Non so dove fosse Landini Maurizio venerdì ventisei settembre del 1980. Aveva diciannove anni mentre a Torino i lavoratori della Fiat vivevano giorni e mesi difficili, era l’autunno caldo e quel giorno, al cancello 5 di Mirafiori, dove stava appeso uno striscione con il volto barbuto di Karl Marx, si presentò Enrico Berlinguer, segretario del Partito Comunista. Fu un discorso, il suo, di partecipazione e appoggio alla lotta nella fabbrica dopo l’annuncio dei licenziamenti deciso da Cesare Romiti.
Berlinguer chiarì: "Non sono venuto a Torino per esasperare la dura lotta della Fiat.
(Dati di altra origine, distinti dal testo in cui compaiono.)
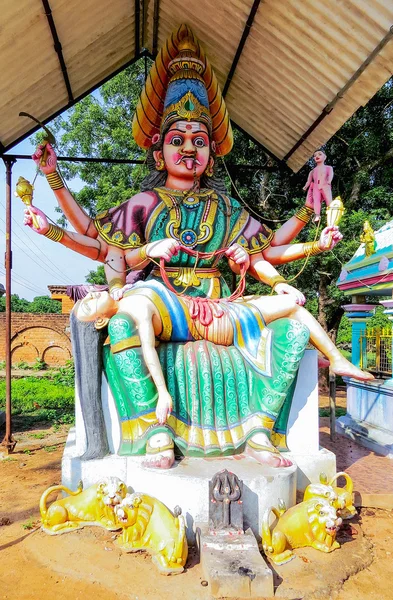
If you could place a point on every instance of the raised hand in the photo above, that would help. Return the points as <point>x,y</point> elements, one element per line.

E non sono qui neppure per scavalcare i sindacati, ai quali abbiamo rinnovato e rinnoviamo il nostro impegno solidale". La triade sindacale era allora composta da Luciano Lama per la Cgil, Giorgio Benvenuto per la Uil e Pierre Carniti per la Cisl. La presenza di Berlinguer fu significativa per ribadire la funzione, il ruolo e la responsabilità del primo grande partito di opposizione. Il giorno successivo Cossiga si dimise, fu crisi di governo ma in Fiat la marcia dei 40mila portò a una soluzione della battaglia dei lavoratori.
Quarantaquattro anni dopo, Maurizio Landini ha annunciato la rivolta sociale, è lui a fare politica, è lui ad occupare il vuoto che i partiti di opposizione, Pd e M5, non riescono a riempire perché la personalità, il carisma, il peso politico di Schlein&Conte non possono reggere alcun paragone con la figura storica del segretario del Pci e la stessa “rivolta” annunciata da Landini non è affatto indirizzata, come fu allora, alla Fiat nei confronti della quale, dei suoi capi, il capo della Cgil ha osservato numerosi minuti di silenzio.
È dunque cambiato lo scenario politico, il sindacato fa quello che i partiti di riferimento non sanno fare, impegnati invece nella lotta non ai cancelli ma al palazzo del governo Meloni in qualunque delle sue azioni.